Another influence that encourages people to see meditation as a skill that is potentially useful, rather than as an esoteric hobby, is knowing someone who meditates, particularly when that person is a respected colleague.
Mr Gordon, a former chief executive of the Economist newspaper, first became interested in meditation while working with the publication’s one-time chairman, Sir John Harvey-Jones, a known practitioner.
Three years ago, Mr Gordon began meditating under the guidance of Jillian Lavender, the publishing director of a company with which he was associated as non-executive chairman.
Today, Ms Lavender is a full-time teacher of Vedic meditation – a technique that focuses on resting the body and the mind – and has a client base that includes hedge fund managers and investment bankers. “City professionals are very receptive to meditation, because they see it as a technique that helps them to perform at their very best.”…
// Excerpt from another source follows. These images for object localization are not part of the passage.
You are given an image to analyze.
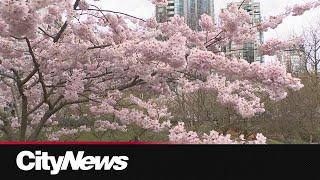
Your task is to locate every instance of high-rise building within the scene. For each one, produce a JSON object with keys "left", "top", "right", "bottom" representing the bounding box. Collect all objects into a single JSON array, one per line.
[
  {"left": 223, "top": 0, "right": 264, "bottom": 63},
  {"left": 277, "top": 45, "right": 306, "bottom": 74},
  {"left": 155, "top": 0, "right": 215, "bottom": 30}
]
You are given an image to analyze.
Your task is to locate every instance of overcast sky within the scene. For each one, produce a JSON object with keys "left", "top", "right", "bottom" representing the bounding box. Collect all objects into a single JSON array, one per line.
[{"left": 97, "top": 0, "right": 320, "bottom": 41}]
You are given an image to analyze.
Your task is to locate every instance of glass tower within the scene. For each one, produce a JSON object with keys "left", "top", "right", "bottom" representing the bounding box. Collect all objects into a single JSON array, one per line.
[
  {"left": 155, "top": 0, "right": 215, "bottom": 31},
  {"left": 223, "top": 0, "right": 264, "bottom": 63}
]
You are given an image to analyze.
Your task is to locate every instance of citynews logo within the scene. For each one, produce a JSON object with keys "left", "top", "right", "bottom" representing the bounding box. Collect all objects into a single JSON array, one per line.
[{"left": 16, "top": 151, "right": 129, "bottom": 175}]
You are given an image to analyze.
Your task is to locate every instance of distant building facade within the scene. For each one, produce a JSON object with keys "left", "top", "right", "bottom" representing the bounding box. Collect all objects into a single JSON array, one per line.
[
  {"left": 223, "top": 0, "right": 264, "bottom": 63},
  {"left": 155, "top": 0, "right": 215, "bottom": 30},
  {"left": 277, "top": 45, "right": 306, "bottom": 74}
]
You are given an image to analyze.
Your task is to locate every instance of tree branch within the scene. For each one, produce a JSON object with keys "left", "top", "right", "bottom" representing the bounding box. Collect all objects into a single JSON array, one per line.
[
  {"left": 28, "top": 98, "right": 89, "bottom": 141},
  {"left": 27, "top": 100, "right": 45, "bottom": 116},
  {"left": 21, "top": 68, "right": 37, "bottom": 84},
  {"left": 25, "top": 38, "right": 53, "bottom": 109},
  {"left": 74, "top": 0, "right": 81, "bottom": 10},
  {"left": 0, "top": 113, "right": 16, "bottom": 140},
  {"left": 53, "top": 22, "right": 68, "bottom": 43},
  {"left": 11, "top": 69, "right": 28, "bottom": 141},
  {"left": 238, "top": 0, "right": 247, "bottom": 10},
  {"left": 0, "top": 71, "right": 16, "bottom": 81},
  {"left": 38, "top": 0, "right": 79, "bottom": 42},
  {"left": 115, "top": 77, "right": 145, "bottom": 91},
  {"left": 38, "top": 27, "right": 55, "bottom": 39},
  {"left": 76, "top": 6, "right": 146, "bottom": 22},
  {"left": 88, "top": 44, "right": 112, "bottom": 50}
]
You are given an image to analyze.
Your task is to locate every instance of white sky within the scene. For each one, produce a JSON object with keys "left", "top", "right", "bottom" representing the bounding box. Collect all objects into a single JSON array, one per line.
[{"left": 97, "top": 0, "right": 320, "bottom": 41}]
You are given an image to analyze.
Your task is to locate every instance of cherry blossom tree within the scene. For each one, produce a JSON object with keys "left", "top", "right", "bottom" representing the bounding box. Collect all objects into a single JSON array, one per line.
[{"left": 0, "top": 0, "right": 318, "bottom": 143}]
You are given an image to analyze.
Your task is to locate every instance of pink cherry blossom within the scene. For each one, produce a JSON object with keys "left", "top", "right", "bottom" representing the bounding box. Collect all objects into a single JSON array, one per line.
[
  {"left": 199, "top": 14, "right": 215, "bottom": 31},
  {"left": 169, "top": 122, "right": 267, "bottom": 144}
]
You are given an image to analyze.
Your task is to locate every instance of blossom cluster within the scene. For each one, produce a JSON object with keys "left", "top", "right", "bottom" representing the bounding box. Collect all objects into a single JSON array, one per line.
[
  {"left": 259, "top": 38, "right": 304, "bottom": 56},
  {"left": 259, "top": 1, "right": 320, "bottom": 31},
  {"left": 94, "top": 120, "right": 127, "bottom": 132},
  {"left": 169, "top": 122, "right": 267, "bottom": 144},
  {"left": 48, "top": 125, "right": 91, "bottom": 141},
  {"left": 219, "top": 3, "right": 257, "bottom": 44}
]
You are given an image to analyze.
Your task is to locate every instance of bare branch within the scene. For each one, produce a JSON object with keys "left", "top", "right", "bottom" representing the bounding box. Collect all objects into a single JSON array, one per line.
[
  {"left": 53, "top": 21, "right": 68, "bottom": 43},
  {"left": 22, "top": 68, "right": 37, "bottom": 84},
  {"left": 74, "top": 0, "right": 81, "bottom": 10},
  {"left": 38, "top": 27, "right": 55, "bottom": 39},
  {"left": 0, "top": 71, "right": 16, "bottom": 81},
  {"left": 25, "top": 38, "right": 53, "bottom": 109},
  {"left": 116, "top": 77, "right": 145, "bottom": 91},
  {"left": 28, "top": 98, "right": 89, "bottom": 141},
  {"left": 76, "top": 5, "right": 146, "bottom": 22},
  {"left": 88, "top": 44, "right": 112, "bottom": 50},
  {"left": 27, "top": 100, "right": 45, "bottom": 116},
  {"left": 205, "top": 31, "right": 225, "bottom": 48},
  {"left": 10, "top": 68, "right": 28, "bottom": 141},
  {"left": 238, "top": 0, "right": 247, "bottom": 9}
]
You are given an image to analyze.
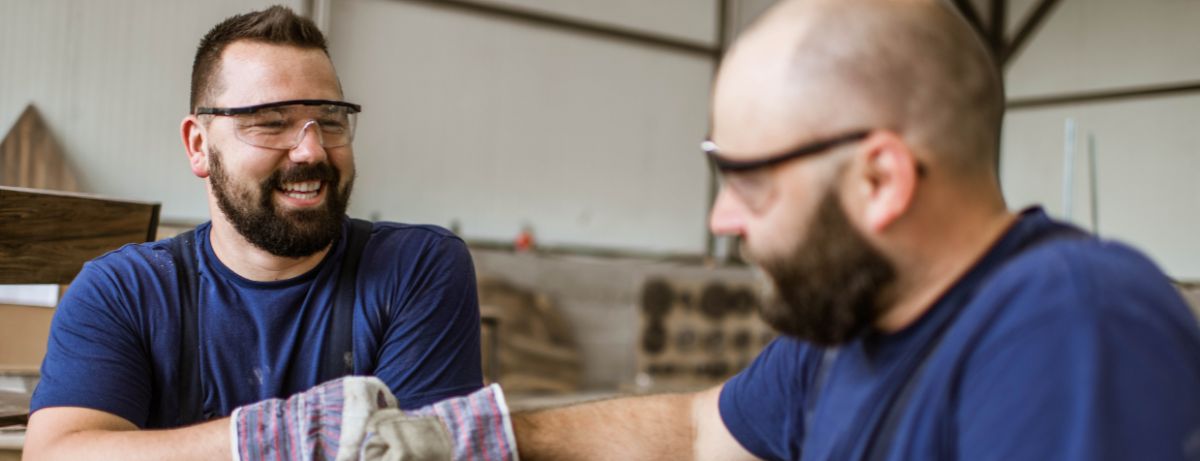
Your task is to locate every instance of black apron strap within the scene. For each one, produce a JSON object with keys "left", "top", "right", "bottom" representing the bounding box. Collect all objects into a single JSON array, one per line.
[
  {"left": 171, "top": 219, "right": 372, "bottom": 425},
  {"left": 169, "top": 229, "right": 209, "bottom": 425},
  {"left": 323, "top": 218, "right": 373, "bottom": 381},
  {"left": 858, "top": 225, "right": 1090, "bottom": 461}
]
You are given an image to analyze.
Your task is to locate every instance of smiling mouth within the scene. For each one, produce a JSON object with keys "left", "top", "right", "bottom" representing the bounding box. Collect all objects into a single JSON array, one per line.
[{"left": 277, "top": 180, "right": 324, "bottom": 200}]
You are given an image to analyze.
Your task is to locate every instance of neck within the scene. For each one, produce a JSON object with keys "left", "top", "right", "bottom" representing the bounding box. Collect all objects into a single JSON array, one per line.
[
  {"left": 874, "top": 193, "right": 1015, "bottom": 333},
  {"left": 207, "top": 207, "right": 330, "bottom": 282}
]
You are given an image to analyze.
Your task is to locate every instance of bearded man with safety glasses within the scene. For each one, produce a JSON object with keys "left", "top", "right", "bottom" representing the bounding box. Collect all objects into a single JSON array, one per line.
[{"left": 24, "top": 6, "right": 491, "bottom": 460}]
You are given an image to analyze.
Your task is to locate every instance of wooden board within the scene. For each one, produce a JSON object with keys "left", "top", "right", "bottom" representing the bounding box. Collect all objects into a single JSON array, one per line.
[
  {"left": 0, "top": 105, "right": 79, "bottom": 192},
  {"left": 0, "top": 186, "right": 159, "bottom": 284},
  {"left": 0, "top": 391, "right": 29, "bottom": 427}
]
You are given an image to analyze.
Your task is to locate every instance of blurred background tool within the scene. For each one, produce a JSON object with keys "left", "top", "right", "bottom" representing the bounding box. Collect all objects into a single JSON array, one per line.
[{"left": 634, "top": 273, "right": 775, "bottom": 392}]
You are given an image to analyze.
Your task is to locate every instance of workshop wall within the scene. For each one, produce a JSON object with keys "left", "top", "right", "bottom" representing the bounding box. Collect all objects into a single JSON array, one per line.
[
  {"left": 3, "top": 0, "right": 1198, "bottom": 277},
  {"left": 0, "top": 0, "right": 772, "bottom": 256},
  {"left": 0, "top": 0, "right": 305, "bottom": 221},
  {"left": 329, "top": 0, "right": 715, "bottom": 254},
  {"left": 1001, "top": 0, "right": 1200, "bottom": 279}
]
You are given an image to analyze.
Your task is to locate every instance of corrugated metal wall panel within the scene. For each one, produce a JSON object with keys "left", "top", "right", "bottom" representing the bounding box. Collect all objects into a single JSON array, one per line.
[
  {"left": 469, "top": 0, "right": 719, "bottom": 46},
  {"left": 332, "top": 0, "right": 714, "bottom": 253},
  {"left": 0, "top": 0, "right": 305, "bottom": 223}
]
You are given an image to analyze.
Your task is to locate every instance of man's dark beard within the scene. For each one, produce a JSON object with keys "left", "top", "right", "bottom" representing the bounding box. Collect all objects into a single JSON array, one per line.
[
  {"left": 208, "top": 147, "right": 353, "bottom": 258},
  {"left": 754, "top": 189, "right": 897, "bottom": 346}
]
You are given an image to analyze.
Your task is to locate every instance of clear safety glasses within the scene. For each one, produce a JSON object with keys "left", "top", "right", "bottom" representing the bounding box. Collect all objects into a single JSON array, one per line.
[
  {"left": 195, "top": 99, "right": 362, "bottom": 150},
  {"left": 702, "top": 130, "right": 870, "bottom": 212}
]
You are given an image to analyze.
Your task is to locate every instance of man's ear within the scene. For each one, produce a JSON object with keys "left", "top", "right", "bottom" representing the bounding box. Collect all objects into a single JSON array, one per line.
[
  {"left": 845, "top": 130, "right": 919, "bottom": 232},
  {"left": 180, "top": 115, "right": 210, "bottom": 178}
]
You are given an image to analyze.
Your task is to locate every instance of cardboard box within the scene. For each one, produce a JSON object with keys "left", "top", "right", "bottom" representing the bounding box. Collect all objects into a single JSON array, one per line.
[{"left": 0, "top": 304, "right": 53, "bottom": 373}]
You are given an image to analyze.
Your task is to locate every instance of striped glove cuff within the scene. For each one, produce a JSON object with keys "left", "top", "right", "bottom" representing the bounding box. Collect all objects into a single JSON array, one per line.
[
  {"left": 231, "top": 376, "right": 398, "bottom": 461},
  {"left": 409, "top": 383, "right": 520, "bottom": 461}
]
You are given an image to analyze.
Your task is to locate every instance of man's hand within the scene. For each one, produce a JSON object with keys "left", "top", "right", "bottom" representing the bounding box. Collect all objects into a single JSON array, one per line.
[
  {"left": 349, "top": 383, "right": 518, "bottom": 460},
  {"left": 231, "top": 376, "right": 398, "bottom": 461}
]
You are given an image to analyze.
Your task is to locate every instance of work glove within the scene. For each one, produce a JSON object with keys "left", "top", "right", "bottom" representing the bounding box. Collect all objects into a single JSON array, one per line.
[
  {"left": 231, "top": 376, "right": 398, "bottom": 461},
  {"left": 360, "top": 383, "right": 519, "bottom": 461}
]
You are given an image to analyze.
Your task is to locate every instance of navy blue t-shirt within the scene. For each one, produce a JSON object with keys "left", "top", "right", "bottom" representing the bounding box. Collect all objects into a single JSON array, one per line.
[
  {"left": 32, "top": 218, "right": 482, "bottom": 428},
  {"left": 720, "top": 208, "right": 1200, "bottom": 461}
]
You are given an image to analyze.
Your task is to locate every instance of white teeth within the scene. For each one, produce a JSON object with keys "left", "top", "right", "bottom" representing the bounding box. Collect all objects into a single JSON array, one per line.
[
  {"left": 284, "top": 191, "right": 317, "bottom": 199},
  {"left": 280, "top": 180, "right": 322, "bottom": 192}
]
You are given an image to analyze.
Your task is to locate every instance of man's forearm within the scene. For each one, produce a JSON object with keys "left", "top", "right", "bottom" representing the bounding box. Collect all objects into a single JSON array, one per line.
[
  {"left": 23, "top": 415, "right": 230, "bottom": 461},
  {"left": 512, "top": 393, "right": 695, "bottom": 461}
]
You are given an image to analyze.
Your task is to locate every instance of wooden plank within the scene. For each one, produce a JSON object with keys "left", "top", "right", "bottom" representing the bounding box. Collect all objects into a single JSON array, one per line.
[
  {"left": 0, "top": 186, "right": 160, "bottom": 285},
  {"left": 0, "top": 391, "right": 28, "bottom": 428},
  {"left": 0, "top": 105, "right": 79, "bottom": 192}
]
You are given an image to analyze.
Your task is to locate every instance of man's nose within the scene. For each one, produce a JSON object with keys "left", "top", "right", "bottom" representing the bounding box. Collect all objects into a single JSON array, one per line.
[
  {"left": 289, "top": 120, "right": 327, "bottom": 163},
  {"left": 709, "top": 187, "right": 748, "bottom": 237}
]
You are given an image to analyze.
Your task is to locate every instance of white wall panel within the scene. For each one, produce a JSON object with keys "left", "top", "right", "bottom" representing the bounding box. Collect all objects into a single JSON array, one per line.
[
  {"left": 331, "top": 0, "right": 714, "bottom": 253},
  {"left": 0, "top": 0, "right": 305, "bottom": 223},
  {"left": 1001, "top": 0, "right": 1200, "bottom": 280},
  {"left": 1001, "top": 96, "right": 1200, "bottom": 279},
  {"left": 728, "top": 0, "right": 778, "bottom": 40},
  {"left": 471, "top": 0, "right": 718, "bottom": 46},
  {"left": 1006, "top": 0, "right": 1200, "bottom": 97}
]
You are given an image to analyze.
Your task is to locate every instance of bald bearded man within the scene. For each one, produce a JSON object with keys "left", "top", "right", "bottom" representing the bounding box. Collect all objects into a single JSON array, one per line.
[{"left": 495, "top": 1, "right": 1200, "bottom": 460}]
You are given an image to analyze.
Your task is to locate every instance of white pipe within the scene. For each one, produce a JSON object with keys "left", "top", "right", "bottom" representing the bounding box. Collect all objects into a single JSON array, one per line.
[
  {"left": 1088, "top": 133, "right": 1099, "bottom": 234},
  {"left": 311, "top": 0, "right": 332, "bottom": 35},
  {"left": 1062, "top": 118, "right": 1076, "bottom": 221}
]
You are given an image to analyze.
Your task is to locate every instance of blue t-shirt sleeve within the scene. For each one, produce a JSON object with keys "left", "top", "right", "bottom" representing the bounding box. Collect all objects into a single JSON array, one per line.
[
  {"left": 719, "top": 337, "right": 815, "bottom": 461},
  {"left": 30, "top": 252, "right": 155, "bottom": 426},
  {"left": 368, "top": 231, "right": 482, "bottom": 409},
  {"left": 957, "top": 242, "right": 1200, "bottom": 461}
]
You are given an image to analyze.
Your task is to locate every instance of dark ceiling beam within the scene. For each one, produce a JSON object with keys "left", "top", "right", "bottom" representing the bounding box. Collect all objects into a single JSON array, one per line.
[
  {"left": 988, "top": 0, "right": 1008, "bottom": 59},
  {"left": 949, "top": 0, "right": 1063, "bottom": 69},
  {"left": 706, "top": 0, "right": 731, "bottom": 259},
  {"left": 393, "top": 0, "right": 720, "bottom": 60},
  {"left": 951, "top": 0, "right": 989, "bottom": 45},
  {"left": 1007, "top": 80, "right": 1200, "bottom": 110},
  {"left": 1003, "top": 0, "right": 1063, "bottom": 68}
]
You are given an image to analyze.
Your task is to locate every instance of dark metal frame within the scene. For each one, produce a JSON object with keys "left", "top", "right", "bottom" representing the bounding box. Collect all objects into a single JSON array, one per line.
[
  {"left": 947, "top": 1, "right": 1200, "bottom": 109},
  {"left": 706, "top": 0, "right": 731, "bottom": 259},
  {"left": 949, "top": 0, "right": 1063, "bottom": 69},
  {"left": 1009, "top": 80, "right": 1200, "bottom": 110},
  {"left": 393, "top": 0, "right": 721, "bottom": 60}
]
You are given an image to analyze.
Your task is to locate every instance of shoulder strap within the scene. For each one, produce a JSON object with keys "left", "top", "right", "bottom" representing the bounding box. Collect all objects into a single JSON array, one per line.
[
  {"left": 171, "top": 220, "right": 372, "bottom": 424},
  {"left": 858, "top": 225, "right": 1091, "bottom": 461},
  {"left": 323, "top": 218, "right": 373, "bottom": 381},
  {"left": 168, "top": 229, "right": 210, "bottom": 425}
]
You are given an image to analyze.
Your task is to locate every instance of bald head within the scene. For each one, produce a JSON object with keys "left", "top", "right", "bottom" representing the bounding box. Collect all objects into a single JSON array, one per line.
[{"left": 713, "top": 0, "right": 1004, "bottom": 177}]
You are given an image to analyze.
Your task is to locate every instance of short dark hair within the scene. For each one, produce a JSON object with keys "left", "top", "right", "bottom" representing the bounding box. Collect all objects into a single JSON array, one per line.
[{"left": 190, "top": 5, "right": 328, "bottom": 111}]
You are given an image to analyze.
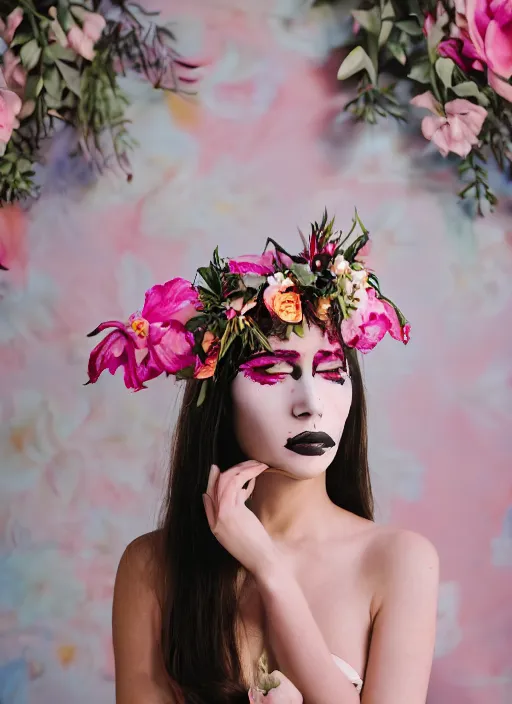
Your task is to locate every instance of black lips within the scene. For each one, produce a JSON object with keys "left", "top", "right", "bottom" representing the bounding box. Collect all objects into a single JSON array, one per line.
[{"left": 285, "top": 431, "right": 336, "bottom": 456}]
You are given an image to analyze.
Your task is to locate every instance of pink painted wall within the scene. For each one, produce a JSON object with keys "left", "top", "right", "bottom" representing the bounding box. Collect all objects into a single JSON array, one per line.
[{"left": 0, "top": 1, "right": 511, "bottom": 702}]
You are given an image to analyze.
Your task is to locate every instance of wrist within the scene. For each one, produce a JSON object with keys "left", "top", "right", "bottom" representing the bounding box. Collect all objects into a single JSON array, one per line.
[{"left": 253, "top": 553, "right": 295, "bottom": 592}]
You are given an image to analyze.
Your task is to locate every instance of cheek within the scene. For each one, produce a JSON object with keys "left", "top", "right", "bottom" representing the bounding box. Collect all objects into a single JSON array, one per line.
[{"left": 231, "top": 376, "right": 286, "bottom": 448}]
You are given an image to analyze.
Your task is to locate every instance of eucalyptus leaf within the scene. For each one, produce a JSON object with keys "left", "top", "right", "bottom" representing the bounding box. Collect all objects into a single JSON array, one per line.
[
  {"left": 435, "top": 57, "right": 455, "bottom": 88},
  {"left": 452, "top": 81, "right": 490, "bottom": 106},
  {"left": 337, "top": 46, "right": 377, "bottom": 86},
  {"left": 0, "top": 161, "right": 13, "bottom": 175},
  {"left": 352, "top": 7, "right": 381, "bottom": 36},
  {"left": 24, "top": 74, "right": 44, "bottom": 100},
  {"left": 20, "top": 39, "right": 41, "bottom": 71},
  {"left": 55, "top": 59, "right": 81, "bottom": 97}
]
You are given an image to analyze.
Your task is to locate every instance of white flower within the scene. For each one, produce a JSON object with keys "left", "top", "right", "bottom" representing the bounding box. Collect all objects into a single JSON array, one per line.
[
  {"left": 267, "top": 273, "right": 294, "bottom": 288},
  {"left": 330, "top": 255, "right": 350, "bottom": 277},
  {"left": 351, "top": 268, "right": 368, "bottom": 286}
]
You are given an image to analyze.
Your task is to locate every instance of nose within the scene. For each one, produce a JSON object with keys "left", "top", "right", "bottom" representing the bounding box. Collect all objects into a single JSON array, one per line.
[{"left": 291, "top": 374, "right": 323, "bottom": 419}]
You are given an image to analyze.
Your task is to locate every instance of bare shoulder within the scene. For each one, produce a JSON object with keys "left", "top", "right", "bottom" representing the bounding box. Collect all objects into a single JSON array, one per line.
[
  {"left": 113, "top": 530, "right": 177, "bottom": 703},
  {"left": 362, "top": 525, "right": 439, "bottom": 608}
]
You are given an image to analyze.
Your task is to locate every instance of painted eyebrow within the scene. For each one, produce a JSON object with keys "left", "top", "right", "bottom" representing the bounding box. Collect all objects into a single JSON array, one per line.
[
  {"left": 313, "top": 349, "right": 345, "bottom": 366},
  {"left": 247, "top": 349, "right": 300, "bottom": 363}
]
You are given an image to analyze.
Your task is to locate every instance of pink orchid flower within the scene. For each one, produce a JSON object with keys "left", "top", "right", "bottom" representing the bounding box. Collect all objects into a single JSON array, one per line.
[
  {"left": 0, "top": 7, "right": 23, "bottom": 45},
  {"left": 410, "top": 91, "right": 487, "bottom": 158},
  {"left": 0, "top": 72, "right": 22, "bottom": 150},
  {"left": 87, "top": 278, "right": 200, "bottom": 391},
  {"left": 341, "top": 287, "right": 409, "bottom": 353},
  {"left": 228, "top": 252, "right": 275, "bottom": 276}
]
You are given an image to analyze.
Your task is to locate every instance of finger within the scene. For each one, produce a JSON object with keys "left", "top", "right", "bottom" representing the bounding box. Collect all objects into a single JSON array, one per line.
[
  {"left": 240, "top": 476, "right": 256, "bottom": 503},
  {"left": 202, "top": 493, "right": 215, "bottom": 526},
  {"left": 218, "top": 463, "right": 268, "bottom": 503},
  {"left": 206, "top": 463, "right": 220, "bottom": 498}
]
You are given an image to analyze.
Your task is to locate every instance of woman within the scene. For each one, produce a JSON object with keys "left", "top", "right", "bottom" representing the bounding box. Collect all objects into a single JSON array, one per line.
[{"left": 87, "top": 210, "right": 439, "bottom": 703}]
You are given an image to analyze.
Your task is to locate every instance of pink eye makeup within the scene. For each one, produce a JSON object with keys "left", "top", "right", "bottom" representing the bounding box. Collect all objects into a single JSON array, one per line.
[
  {"left": 239, "top": 350, "right": 299, "bottom": 385},
  {"left": 313, "top": 349, "right": 348, "bottom": 385}
]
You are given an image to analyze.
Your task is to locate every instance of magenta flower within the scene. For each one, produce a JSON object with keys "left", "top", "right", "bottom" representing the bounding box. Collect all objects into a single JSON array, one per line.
[
  {"left": 410, "top": 91, "right": 487, "bottom": 158},
  {"left": 341, "top": 287, "right": 409, "bottom": 353},
  {"left": 228, "top": 252, "right": 275, "bottom": 276},
  {"left": 87, "top": 277, "right": 200, "bottom": 391}
]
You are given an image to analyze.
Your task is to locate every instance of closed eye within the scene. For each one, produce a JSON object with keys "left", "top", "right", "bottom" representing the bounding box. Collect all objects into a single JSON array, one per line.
[{"left": 264, "top": 361, "right": 294, "bottom": 375}]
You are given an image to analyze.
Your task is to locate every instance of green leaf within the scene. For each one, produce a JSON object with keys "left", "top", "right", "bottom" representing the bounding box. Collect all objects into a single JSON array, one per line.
[
  {"left": 43, "top": 67, "right": 62, "bottom": 98},
  {"left": 395, "top": 19, "right": 423, "bottom": 36},
  {"left": 290, "top": 263, "right": 316, "bottom": 287},
  {"left": 387, "top": 42, "right": 407, "bottom": 65},
  {"left": 435, "top": 57, "right": 455, "bottom": 88},
  {"left": 378, "top": 2, "right": 395, "bottom": 47},
  {"left": 452, "top": 81, "right": 490, "bottom": 106},
  {"left": 17, "top": 158, "right": 33, "bottom": 173},
  {"left": 20, "top": 39, "right": 41, "bottom": 71},
  {"left": 352, "top": 8, "right": 381, "bottom": 36},
  {"left": 55, "top": 59, "right": 81, "bottom": 97},
  {"left": 285, "top": 324, "right": 293, "bottom": 339},
  {"left": 408, "top": 60, "right": 431, "bottom": 84},
  {"left": 44, "top": 44, "right": 77, "bottom": 63},
  {"left": 293, "top": 323, "right": 305, "bottom": 338},
  {"left": 24, "top": 74, "right": 44, "bottom": 100},
  {"left": 197, "top": 266, "right": 222, "bottom": 295},
  {"left": 0, "top": 161, "right": 13, "bottom": 175},
  {"left": 337, "top": 46, "right": 377, "bottom": 86}
]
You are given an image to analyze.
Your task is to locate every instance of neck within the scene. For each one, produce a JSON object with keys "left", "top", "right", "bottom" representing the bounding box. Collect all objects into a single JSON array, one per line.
[{"left": 248, "top": 468, "right": 339, "bottom": 543}]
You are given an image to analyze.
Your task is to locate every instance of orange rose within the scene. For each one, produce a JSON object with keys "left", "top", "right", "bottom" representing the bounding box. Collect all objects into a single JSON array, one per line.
[
  {"left": 273, "top": 291, "right": 302, "bottom": 324},
  {"left": 316, "top": 296, "right": 331, "bottom": 321},
  {"left": 195, "top": 334, "right": 219, "bottom": 379}
]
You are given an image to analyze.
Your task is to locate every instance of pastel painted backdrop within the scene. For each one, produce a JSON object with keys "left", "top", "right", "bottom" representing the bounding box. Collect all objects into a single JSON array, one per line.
[{"left": 1, "top": 1, "right": 511, "bottom": 702}]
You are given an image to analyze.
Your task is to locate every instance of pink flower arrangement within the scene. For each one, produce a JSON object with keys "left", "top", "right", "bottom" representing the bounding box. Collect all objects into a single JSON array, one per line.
[
  {"left": 338, "top": 0, "right": 512, "bottom": 212},
  {"left": 86, "top": 211, "right": 410, "bottom": 398}
]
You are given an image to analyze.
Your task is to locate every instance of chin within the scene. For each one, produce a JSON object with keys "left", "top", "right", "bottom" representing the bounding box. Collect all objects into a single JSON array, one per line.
[{"left": 261, "top": 450, "right": 335, "bottom": 479}]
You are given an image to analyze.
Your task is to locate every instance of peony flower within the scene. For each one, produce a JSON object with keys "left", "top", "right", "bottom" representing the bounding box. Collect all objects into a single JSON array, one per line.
[
  {"left": 228, "top": 252, "right": 275, "bottom": 276},
  {"left": 0, "top": 78, "right": 22, "bottom": 150},
  {"left": 341, "top": 287, "right": 409, "bottom": 352},
  {"left": 87, "top": 278, "right": 200, "bottom": 390},
  {"left": 439, "top": 0, "right": 512, "bottom": 101},
  {"left": 0, "top": 7, "right": 23, "bottom": 45},
  {"left": 410, "top": 91, "right": 487, "bottom": 158}
]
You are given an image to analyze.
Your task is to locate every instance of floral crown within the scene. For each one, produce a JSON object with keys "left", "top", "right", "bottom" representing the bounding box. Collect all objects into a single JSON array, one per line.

…The biggest challenge for many would-be practitioners of meditation, particularly those who juggle work with family-life, is finding time to meditate in a day that is already over full.
Jane-Emma Peerless, a project director for the weekly newspaper Financial News, began meditating to combat tiredness but struggled, initially, to sustain a regular routine.
She cracked the problem by splicing one session into her tube journey home and by meditating, in the morning, before getting out of bed. The payback, she says, is that she feels rested and clearer-headed. “The quality of my thinking and decision-making is better and I get less stressed.”